The San Juan Daily Star
House passes bill to study FAA alert system whose outage grounded flights
Cancellations and delays mount on a flight status tracker at Newark Liberty International
Airport in New Jersey, on Jan.11, 2023.
By MARK WALKER
The House passed legislation earlier this week that would create a task force to study a Federal Aviation Administration alert system that went down this month, causing departing flights to be grounded nationwide.
The bill drew overwhelming bipartisan support, passing by a vote of 424-4. It faces an unclear future in the Senate, where it failed to receive a vote after previously passing the House in 2019 and again in 2021. But the system outage this month is bringing more attention to what experts say is outdated technology at the FAA.
Departures across the country were halted for about 90 minutes on Jan. 11 after the FAA’s Notice to Air Missions system went down, and thousands of flights were ultimately delayed that day. The so-called NOTAM system is used to provide information to pilots about hazards like runway closures and airspace restrictions.
Rep. Pete Stauber, R-Minn., the bill’s sponsor, said it was unacceptable that the current system had been allowed to stay in place for so long, citing complaints from pilots about how the notices sent through it are hard to interpret. He expressed hope that after the recent outage, the bill would finally make it through the Senate.
“We must do this,” Stauber said. “This is a priority. We cannot have another critical failure like we did a couple weeks ago.”

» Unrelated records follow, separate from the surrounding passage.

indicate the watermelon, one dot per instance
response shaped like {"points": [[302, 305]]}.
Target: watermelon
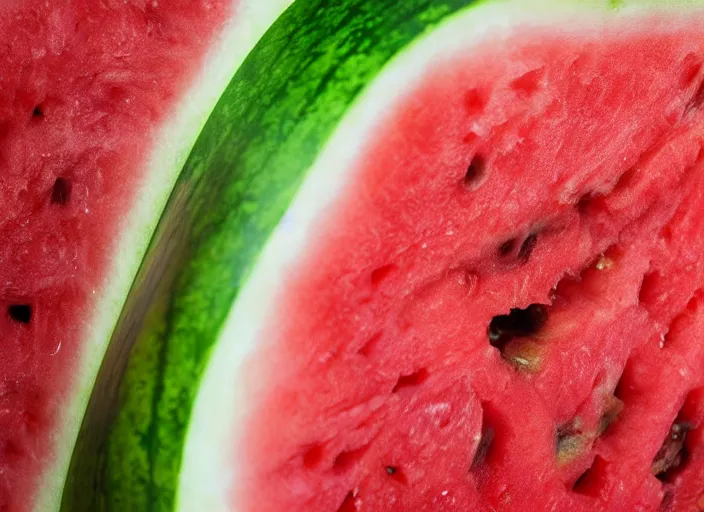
{"points": [[100, 103], [434, 255]]}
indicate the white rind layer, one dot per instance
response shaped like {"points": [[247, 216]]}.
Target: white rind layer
{"points": [[172, 145]]}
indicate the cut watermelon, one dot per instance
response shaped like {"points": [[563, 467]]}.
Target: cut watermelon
{"points": [[100, 103], [441, 256]]}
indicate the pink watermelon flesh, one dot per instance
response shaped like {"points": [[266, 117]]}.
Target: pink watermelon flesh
{"points": [[505, 309], [84, 86]]}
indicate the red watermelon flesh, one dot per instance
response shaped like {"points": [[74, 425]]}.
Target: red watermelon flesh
{"points": [[505, 310], [84, 86]]}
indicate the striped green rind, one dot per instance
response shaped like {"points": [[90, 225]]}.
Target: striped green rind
{"points": [[251, 157], [253, 154]]}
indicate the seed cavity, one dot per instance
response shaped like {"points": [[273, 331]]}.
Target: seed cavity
{"points": [[395, 473], [673, 454], [61, 192], [348, 504], [519, 323], [412, 380], [487, 439], [21, 313], [570, 442], [506, 248], [527, 247], [474, 101], [475, 172], [525, 355], [612, 409], [593, 479], [527, 84]]}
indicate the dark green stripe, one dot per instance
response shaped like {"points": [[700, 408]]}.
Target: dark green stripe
{"points": [[268, 127]]}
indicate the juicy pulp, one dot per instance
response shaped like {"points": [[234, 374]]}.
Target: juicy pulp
{"points": [[84, 89], [562, 170]]}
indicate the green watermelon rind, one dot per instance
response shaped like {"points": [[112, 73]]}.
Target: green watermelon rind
{"points": [[171, 148], [306, 90]]}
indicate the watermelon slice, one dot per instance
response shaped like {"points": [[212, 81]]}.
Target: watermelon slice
{"points": [[440, 255], [100, 103]]}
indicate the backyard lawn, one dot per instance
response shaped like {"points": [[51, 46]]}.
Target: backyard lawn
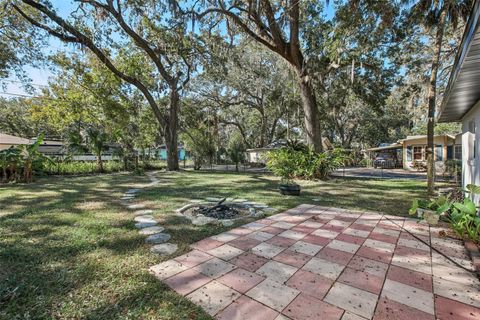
{"points": [[70, 250]]}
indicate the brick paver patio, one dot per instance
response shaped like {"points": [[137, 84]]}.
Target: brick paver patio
{"points": [[325, 263]]}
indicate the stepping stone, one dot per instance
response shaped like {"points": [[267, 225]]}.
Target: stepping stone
{"points": [[145, 218], [136, 206], [151, 230], [158, 238], [143, 212], [164, 249], [226, 223], [201, 221], [141, 225]]}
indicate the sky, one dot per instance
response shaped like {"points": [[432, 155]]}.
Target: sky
{"points": [[39, 75]]}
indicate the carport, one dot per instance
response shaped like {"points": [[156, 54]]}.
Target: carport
{"points": [[393, 151]]}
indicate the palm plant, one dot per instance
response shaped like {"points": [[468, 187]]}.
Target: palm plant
{"points": [[31, 156], [436, 14], [10, 160], [97, 143]]}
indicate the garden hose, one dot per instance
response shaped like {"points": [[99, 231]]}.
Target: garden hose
{"points": [[436, 250]]}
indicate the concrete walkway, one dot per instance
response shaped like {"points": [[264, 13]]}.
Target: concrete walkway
{"points": [[327, 263]]}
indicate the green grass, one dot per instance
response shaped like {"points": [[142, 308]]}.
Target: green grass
{"points": [[69, 250]]}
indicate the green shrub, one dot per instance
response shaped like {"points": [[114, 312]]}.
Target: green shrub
{"points": [[304, 163]]}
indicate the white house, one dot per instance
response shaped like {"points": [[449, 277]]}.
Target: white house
{"points": [[461, 101]]}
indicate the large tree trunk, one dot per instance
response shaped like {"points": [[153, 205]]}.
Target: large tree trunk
{"points": [[99, 163], [432, 92], [171, 129], [309, 101]]}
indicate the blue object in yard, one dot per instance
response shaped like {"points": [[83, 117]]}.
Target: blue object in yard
{"points": [[163, 154]]}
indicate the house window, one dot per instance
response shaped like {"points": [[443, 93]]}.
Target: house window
{"points": [[417, 153], [439, 152], [409, 153], [458, 152]]}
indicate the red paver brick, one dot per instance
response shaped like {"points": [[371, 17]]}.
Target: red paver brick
{"points": [[333, 255], [291, 258], [241, 280], [266, 222], [447, 309], [408, 236], [193, 258], [272, 230], [244, 243], [362, 227], [411, 252], [351, 239], [313, 239], [412, 278], [387, 225], [320, 219], [306, 308], [346, 219], [206, 244], [374, 267], [187, 281], [362, 280], [375, 254], [382, 237], [281, 241], [240, 231], [310, 283], [391, 310], [249, 261], [303, 229], [247, 309]]}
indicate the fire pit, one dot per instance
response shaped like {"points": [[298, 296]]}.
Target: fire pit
{"points": [[223, 211], [218, 211]]}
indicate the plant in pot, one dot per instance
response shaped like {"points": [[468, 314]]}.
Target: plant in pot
{"points": [[431, 210], [283, 163]]}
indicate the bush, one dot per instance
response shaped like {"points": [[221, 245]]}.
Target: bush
{"points": [[304, 163]]}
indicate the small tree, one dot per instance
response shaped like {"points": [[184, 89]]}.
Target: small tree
{"points": [[236, 150], [97, 143], [201, 145], [30, 157]]}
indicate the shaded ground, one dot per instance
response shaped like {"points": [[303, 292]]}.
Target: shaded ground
{"points": [[325, 263], [360, 172], [68, 249]]}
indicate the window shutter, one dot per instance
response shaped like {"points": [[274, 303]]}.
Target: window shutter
{"points": [[449, 152]]}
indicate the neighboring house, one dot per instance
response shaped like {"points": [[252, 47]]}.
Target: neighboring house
{"points": [[53, 148], [161, 152], [257, 155], [461, 101], [412, 150]]}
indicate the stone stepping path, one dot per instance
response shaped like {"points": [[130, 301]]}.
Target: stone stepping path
{"points": [[158, 238], [148, 231], [146, 222], [255, 209], [164, 249]]}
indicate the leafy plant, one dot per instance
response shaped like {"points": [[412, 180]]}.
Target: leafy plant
{"points": [[304, 163], [439, 205], [465, 221]]}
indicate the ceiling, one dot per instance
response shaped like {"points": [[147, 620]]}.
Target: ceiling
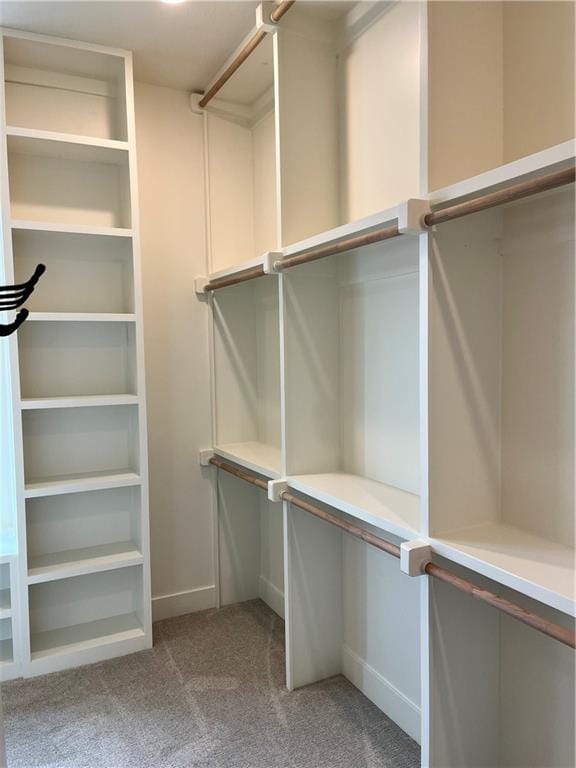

The legislation would direct the FAA to create a task force to consider improvements to the system. Its members would be appointed by the agency’s administrator and would include representatives of airlines, airports and labor unions as well as experts in areas like aviation safety and cybersecurity.
The FAA declined to comment on the bill. A spokesperson for Sen. Maria Cantwell, D-Wash., chair of the Senate Commerce Committee, did not respond to a request for comment.
The FAA has been in the process of modernizing the NOTAM system, which the agency’s most recent budget request described as relying on “failing vintage hardware.” Congress provided funding for the modernization efforts in the spending package that lawmakers approved last month to fund the government through September.
Matthew Lehner, a spokesperson for the FAA, said the modernization project would hit a milestone in 2025 when the legacy portion of the system is phased out. Additional improvements are scheduled through 2030, and the agency is looking for ways to speed up the timeline for that work, Lehner said.
The FAA said last week that a preliminary investigation into the outage revealed that contract personnel had “unintentionally deleted files” while working on the system. The agency added that it had taken steps to make the system “more resilient” and that no evidence of a cyberattack or malicious intent had been found.
The outage came on the heels of another air travel mess. Around Christmas, Southwest Airlines was forced to cancel thousands of flights after a winter storm threw its operations into chaos for days.
Rep. Mark DeSaulnier, D-Calif., a co-sponsor of the bill, said that weeks before the system outage, he and a colleague, Rep. Rick Larsen, D-Wash., had sent a letter to the FAA asking for an update on the efforts to modernize the NOTAM system.
DeSaulnier said he had been pushing for the system to be improved since a harrowing incident at San Francisco International Airport in 2017 in which an Air Canada plane almost landed on a taxiway instead of a nearby runway. Four planes loaded with passengers had been waiting on the taxiway to be cleared for takeoff, and the Air Canada plane narrowly avoided a collision.
The flight crew’s “ineffective review of NOTAM information” concerning a runway closure at the airport was among the factors cited in the National Transportation Safety Board’s investigation of the incident.
“We came within 100 feet of having the worst aviation disaster in the history of the country,” DeSaulnier said, “so we’ve got to make sure all of these systems are as foolproof as possible on every level and people have a great sense of confidence in them.”